Don’t let expat life pull you apart

When you move abroad, initially there will be a certain ‘asymmetry’ at the heart of your expat experience. One of you has a schedule, a salary and a sense of purpose. The other may have none of the above.

Honeymoon highs

So, there you are, in your host country, super excited about the adventure to come. Perhaps you have taken a week or two to decompress and see some of the local sights with your partner. But sooner rather than later, they will return to a weekly schedule. Having started a new international role they will be highly motivated to succeed and keen to get to know their colleagues. That means long hours and lots of hard (but fulfilling) work.

Cabin fever lows

By contrast, you may feel as if you have ‘landed’ but not yet fully arrived. Being at home for large parts of the day isn’t perhaps what you envisaged when you signed up for an ‘adventure’ in a new country. These ‘divergent paths’ can lead to a marked difference in terms of energy levels when your partner returns home on Friday evening. As one expat partner told us anonymously: “When the weekend arrives, my husband would rather stay home and rest. By contrast, I’ve been there all week, so I want to go out and do things together…”

No small matter

Indeed, this asymmetry, which is at the heart of expat life for many couples, is no small matter, especially if the expat partner feels isolated or uncertain about their new life. As another expat partner told us: “From the beginning of our expat life, my husband and kids were thriving and came home full of stories, which only made me feel worse about having nothing to do and, for the first time ever, being financially dependent on my husband. I was really down.”

Don’t harbour resentment

Our advice?
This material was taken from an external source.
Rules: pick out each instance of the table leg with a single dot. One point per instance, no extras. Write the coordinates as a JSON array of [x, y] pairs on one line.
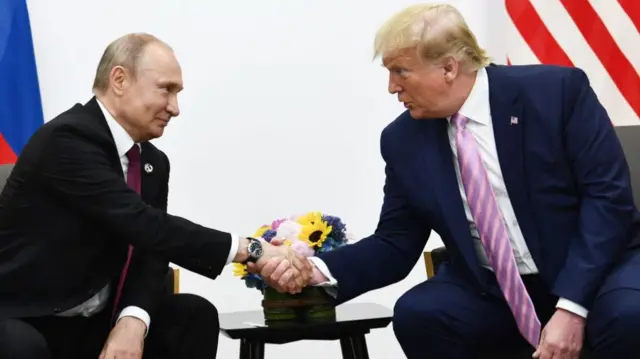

Take the time to sit down and chat with your partner about your mutual expectations and aspirations for expat life. It might be something as simple as discussing how you would like to spend your week nights and weekends together. But the important thing is that you are ultimately on the same page and don’t let this ‘asymmetry syndrome’ pull you apart. As one relationship coach previously told us: “Expat life is fertile ground for resentment between couples [so] your communication needs to be better than ever before.”